Cam vio a Ruth y a Newcombe susurrando y la rabia y la sospecha se apoderaron de él al recordar el momento privado de Samantha y D Mac. Sabía que aquello era una debilidad, pero la destrucción de su cuerpo también había arruinado algo en su mente. Era incapaz de pensar que alguna vez volvería a estar con una mujer, y eso le hacía verlas de una manera totalmente distinta, a la chica y a Ruth.
El campamento se preparaba para dormir El fuego se había reducido a brasas y sólo Mike y Brandon se quedaron susurrando ante el rojo resplandor del hoyo. Ed, Alex y D Mac llevaban las mantas en la oscuridad de una tienda a otras dos para acomodar a sus invitados. Ed discutía con Samantha en la segunda tienda.
Cam se arrodilló junto a sus dos compañeros.
—¿Qué pasa?
—Hemos estado hablando —comenzó Ruth.
Hablaba como si se sintiese culpable, con recelo.
—Sabéis que tenemos que presionarlos un poco —dijo Cam.
—No es eso —respondió Newcombe.
—Creo que deberíamos intentar acudir al punto de encuentro —dijo Ruth rápidamente—. Al avión. Lo siento, Cam. Lo siento. Tengo los pies… Creo que no puede seguir caminando. Y ahora estos chicos pueden propagar la vacuna por nosotros.

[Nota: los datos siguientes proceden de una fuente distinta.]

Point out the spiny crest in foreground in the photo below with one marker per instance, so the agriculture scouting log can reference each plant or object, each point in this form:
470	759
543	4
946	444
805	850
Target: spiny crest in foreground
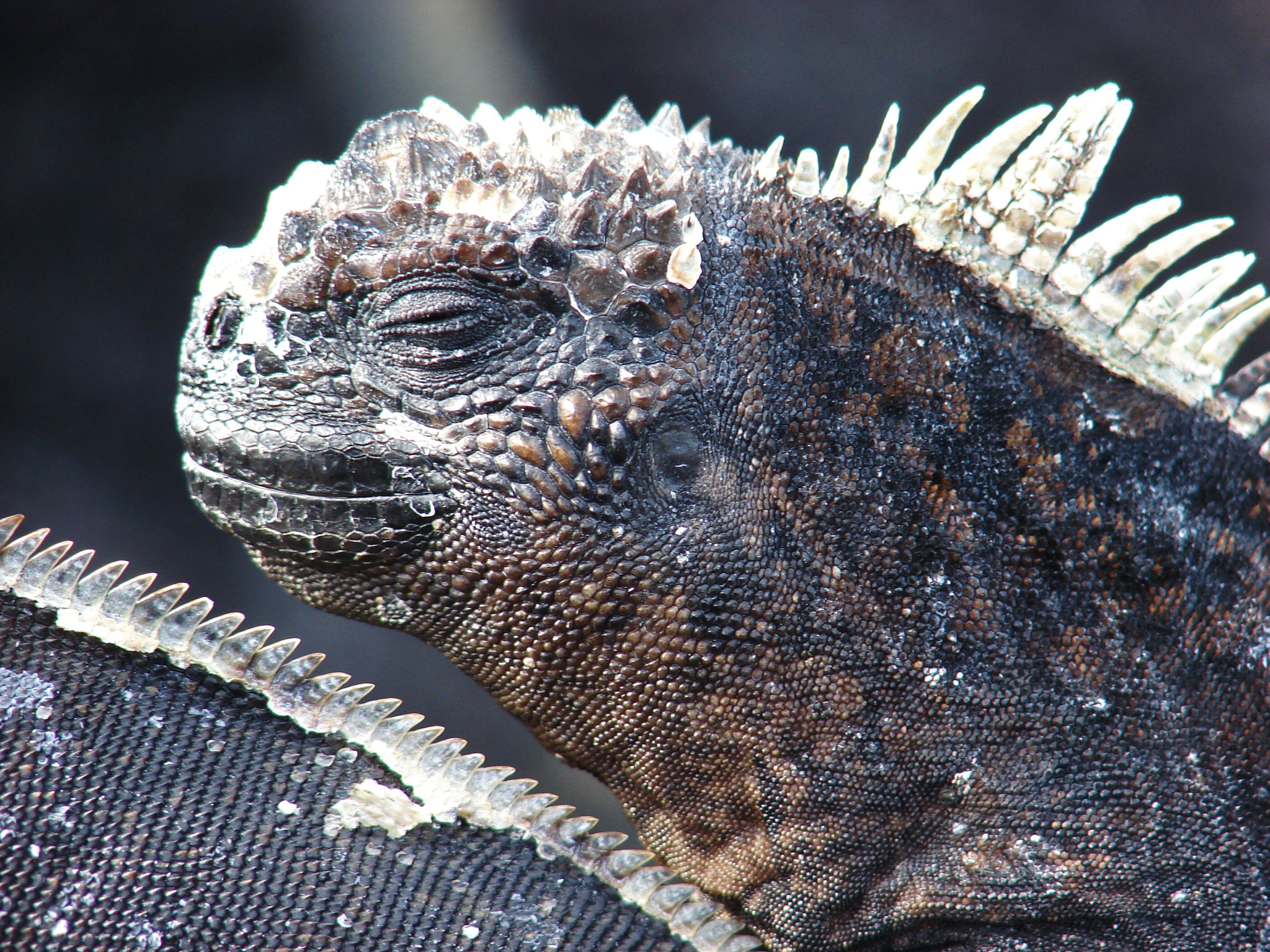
623	186
445	783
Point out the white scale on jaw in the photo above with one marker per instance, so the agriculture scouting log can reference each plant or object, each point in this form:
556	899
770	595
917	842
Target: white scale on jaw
443	782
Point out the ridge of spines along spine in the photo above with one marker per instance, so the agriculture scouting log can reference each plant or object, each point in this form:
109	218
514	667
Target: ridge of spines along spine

«Yo también podría hacerlo», pensó Cam, y por la expresión de preocupación de Ruth supo que estaba pensando lo mismo.
Ella no quería que él se quedase, pero él no quería seguir con ella. La científica era su única esperanza de recomponerse si conseguía desarrollar una nueva v poderosa nanotecnología que reconstruyese la piel y los tejidos dañados, pero ¿qué posibilidades había? Aquello no era más que un sueño. Pasarían años antes de que los científicos como ella tuvieran el tiempo o la energía suficiente para hacerlo, e incluso entonces, de lo que más sabían era de armas, de mera tecnología de ataque, como la plaga y la vacuna. Sawyer había hablado de inmortalidad, pero al mismo tiempo había admitido que se había pasado años construyendo el prototipo que acabó convirtiéndose en la plaga.
Cam no quería ser su perro. Newcombe podía protegerla y aquellos chicos necesitaban ayuda. Necesitaban a alguien que les guiase. Él podía empezar a reorganizar a los supervivientes allí y dar los primeros pasos, los más pequeños v complicados, para comenzar la reconstrucción.
Incluso si la vacuna no era efectiva al cien por cien, sería suficiente. ¿Y qué pasaría si derribaban su avión? ¿Y si Ruth nunca llegaba a un lugar seguro? Era fundamental salvar a toda la gente posible antes de que llegase el siguiente invierno. Alguien en alguna parte debía reclamar las tierras bajas, y quizá no volviesen a encontrar una oportunidad mejor que la de los exploradores.
—Newcombe aun tiene sus códigos radiofónicos —explicó Ruth—. Los canadienses pueden enviar un avión que pueda aterrizar en una carretera o en un prado, cerca de aquí. —Lo más cerca posible— dijo Newcombe. Cam sólo asintió. «Debería quedarme aquí». —Pensó.